Physically Plausible Scene Estimation
Perceiving object poses in a cluttered scene is a challenging problem because of the partial observations available to an embodied robot, where cluttered scenes are especially problematic. In addition to occlusions, cluttered scenes have various cases of uncertainty due to physical object interactions, such as touching, stacking and partial support. In this work, we study these cases of physics-based uncertainty one by one and propose methods for physically-viable scene estimation. Specifically, we use Newtonian physical simulation to validate the plausibility of hypotheses within a generative probabilistic inference framework for: particle filtering, MCMC and an MCMC variant on particle filtering. Assuming that object geometries are known, we estimate the scene as a collection of object poses, and infer a distribution over the state space of scenes as well as the maximum likelihood estimate. We compare with ICP based approaches and present our results for scene estimation in isolated cases of physical object interaction as well as multi-object scenes such that manipulation of graspable objects can be performed with a PR2 robot.
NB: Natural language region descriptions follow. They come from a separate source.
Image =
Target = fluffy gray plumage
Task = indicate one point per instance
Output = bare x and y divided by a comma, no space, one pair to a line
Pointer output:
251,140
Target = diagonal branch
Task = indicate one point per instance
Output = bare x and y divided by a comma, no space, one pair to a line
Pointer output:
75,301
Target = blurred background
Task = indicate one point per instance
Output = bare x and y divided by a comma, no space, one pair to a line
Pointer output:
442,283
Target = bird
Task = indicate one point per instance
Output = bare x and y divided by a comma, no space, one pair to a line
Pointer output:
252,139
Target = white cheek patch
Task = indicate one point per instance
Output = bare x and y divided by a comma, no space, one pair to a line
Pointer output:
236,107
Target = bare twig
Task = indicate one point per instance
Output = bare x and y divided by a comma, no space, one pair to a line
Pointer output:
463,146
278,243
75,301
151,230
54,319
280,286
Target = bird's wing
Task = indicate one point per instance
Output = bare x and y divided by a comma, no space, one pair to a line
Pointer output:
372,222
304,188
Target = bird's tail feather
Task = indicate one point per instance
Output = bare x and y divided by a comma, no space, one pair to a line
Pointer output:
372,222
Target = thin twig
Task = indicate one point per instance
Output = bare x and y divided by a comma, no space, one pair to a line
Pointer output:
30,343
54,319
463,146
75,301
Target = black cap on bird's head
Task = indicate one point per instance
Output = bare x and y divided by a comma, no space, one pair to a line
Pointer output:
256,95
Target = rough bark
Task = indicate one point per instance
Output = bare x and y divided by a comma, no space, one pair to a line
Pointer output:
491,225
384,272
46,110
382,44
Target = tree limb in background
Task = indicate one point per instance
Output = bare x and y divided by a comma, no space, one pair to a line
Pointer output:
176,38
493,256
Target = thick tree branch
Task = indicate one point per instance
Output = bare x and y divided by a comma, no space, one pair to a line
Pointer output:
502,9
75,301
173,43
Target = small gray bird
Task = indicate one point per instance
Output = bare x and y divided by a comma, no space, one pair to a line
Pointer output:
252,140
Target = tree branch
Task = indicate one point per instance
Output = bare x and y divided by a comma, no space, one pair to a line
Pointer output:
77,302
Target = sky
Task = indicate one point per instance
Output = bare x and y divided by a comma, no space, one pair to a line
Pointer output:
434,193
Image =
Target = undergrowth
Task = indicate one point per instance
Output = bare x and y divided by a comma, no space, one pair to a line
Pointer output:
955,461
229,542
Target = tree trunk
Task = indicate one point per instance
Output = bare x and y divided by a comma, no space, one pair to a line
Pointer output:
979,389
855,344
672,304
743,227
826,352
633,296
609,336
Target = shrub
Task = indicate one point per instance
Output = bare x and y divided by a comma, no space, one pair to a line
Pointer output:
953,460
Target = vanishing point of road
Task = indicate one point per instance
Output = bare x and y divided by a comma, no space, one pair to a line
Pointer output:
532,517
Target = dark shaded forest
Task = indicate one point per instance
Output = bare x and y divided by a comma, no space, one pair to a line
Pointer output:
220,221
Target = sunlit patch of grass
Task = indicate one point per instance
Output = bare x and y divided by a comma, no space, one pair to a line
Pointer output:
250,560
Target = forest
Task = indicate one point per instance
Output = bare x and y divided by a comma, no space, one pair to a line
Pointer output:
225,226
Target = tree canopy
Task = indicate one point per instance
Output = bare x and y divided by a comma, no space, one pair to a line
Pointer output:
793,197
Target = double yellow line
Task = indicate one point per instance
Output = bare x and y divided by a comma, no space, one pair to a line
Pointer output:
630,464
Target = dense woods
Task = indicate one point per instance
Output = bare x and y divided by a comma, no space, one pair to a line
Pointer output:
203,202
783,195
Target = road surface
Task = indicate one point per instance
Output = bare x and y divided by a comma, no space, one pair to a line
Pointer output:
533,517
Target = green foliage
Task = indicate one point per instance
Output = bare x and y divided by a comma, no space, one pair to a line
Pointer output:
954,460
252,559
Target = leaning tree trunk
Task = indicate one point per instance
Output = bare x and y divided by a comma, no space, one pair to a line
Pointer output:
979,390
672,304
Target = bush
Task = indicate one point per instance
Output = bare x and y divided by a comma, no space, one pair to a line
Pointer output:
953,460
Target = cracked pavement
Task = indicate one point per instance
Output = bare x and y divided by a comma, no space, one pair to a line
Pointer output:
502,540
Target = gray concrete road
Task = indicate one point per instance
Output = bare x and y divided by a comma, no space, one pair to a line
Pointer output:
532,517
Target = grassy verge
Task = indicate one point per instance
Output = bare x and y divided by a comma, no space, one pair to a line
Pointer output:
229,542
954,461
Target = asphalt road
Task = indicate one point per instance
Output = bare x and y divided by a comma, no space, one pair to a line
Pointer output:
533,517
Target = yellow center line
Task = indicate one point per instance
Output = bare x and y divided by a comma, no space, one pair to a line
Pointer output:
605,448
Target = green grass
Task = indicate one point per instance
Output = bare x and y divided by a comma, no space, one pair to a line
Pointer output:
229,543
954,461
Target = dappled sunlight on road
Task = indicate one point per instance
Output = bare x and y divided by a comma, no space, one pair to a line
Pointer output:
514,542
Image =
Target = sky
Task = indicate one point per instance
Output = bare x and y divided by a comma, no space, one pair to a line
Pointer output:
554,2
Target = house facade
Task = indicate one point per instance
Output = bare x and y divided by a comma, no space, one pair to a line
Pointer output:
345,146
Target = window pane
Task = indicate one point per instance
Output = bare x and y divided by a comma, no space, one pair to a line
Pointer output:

This work is accepted for publication at Humanoids 2016. Check the publications for more details.
Axiomatic State Estimation
A tabletop scene can be representated as a scene graph that models the interactions between the objects such as "on", "in" and "has" along with its pose in the 3D world. A scene state can be represented as a collection of axioms. Observing a scene using camera and estimating its axiomatic state, gives a very rich information required for a manipulation task such as pick and place. In this project this estimation of the scene is approached using standing Bayesian Filter method. It is called Axiomatic Particle Filter (APF). Particles here are rendered depth images from the OpenGL graphics engine, assuming that the object geometries are known. Observation comes from the Microsoft Kinect sensor. Filtering gives most likely particle at every iteration. Most likely particle at the end of several iterations converges to the observation and the real scene.
This work is accepted for publication at IROS 2015. Check the publications for more details.
Viewpoint based Mobile Robotic Exploration aiding Object Search in Indoor Environment
Robots have to manipulate and grasp the objects in the environment so as to assist the human tasks. This requires Object detection followed by the recognition. Not every location viewed by the robot has object in view or even the containers (tables, shelves) of the object in view. So though the object recognition performs at its best, the manuevering the robot to that particular view with respect to a particular task is always challenging. To overcome such practical issues, we have formulated a exploration that aids the object localization. This uses the semantic information in terms of the map and tries to maximize the views that gets the object segmentation and recognition working.
Using a 3D occupancy map of the environment, we identify the potential locations of the objects and generate a 2D potential map. We explore this potential map to find an object using the viewpoint based exploration strategy.
This work is accepted for publication at ICVGIP 2012. Check the publications section for the link to this paper.
RGB-D saliency using Kinect like Sensors for Indoor Environment
In continuation of the previous work, we want the robot to search for the object in a real time human environment which includes lot of occlusions and negative objects that distract the search. Studying this we came across the saliency models that depict the human visual system in specific to a task. But we were more interested in segmenting the object from the scene that is salient and try to apply the same for the object search. Hence we formulated a new saliency model based on the 3D shapes of the objects in the scene. We were successful in using the same with existing image based models and fuse them to form RGB-D saliency model. Now this model is used in segmenting clouds that are more salient in the scene decreasing the search space for the robot.
The version of the paper is available in the publications section.
Visual Localization and Navigation across Semantics using Monocular CameraThis is an ongoing project an extension of the Aravindhan's semantic exploration. Making use of the semantic representation of the environmentlike lab, corridor we are working on localization of the robot in this sparse prior information. It is a challenging project where the sparse data refers to descrete images available from the stage of exploration. Localizing the current location of the robot with these images is challenging. We were successful in building the same with some constraints. We are working on these constraints right now. Video here shows the successful localization of the robot and its navigation to a goal in different semantic.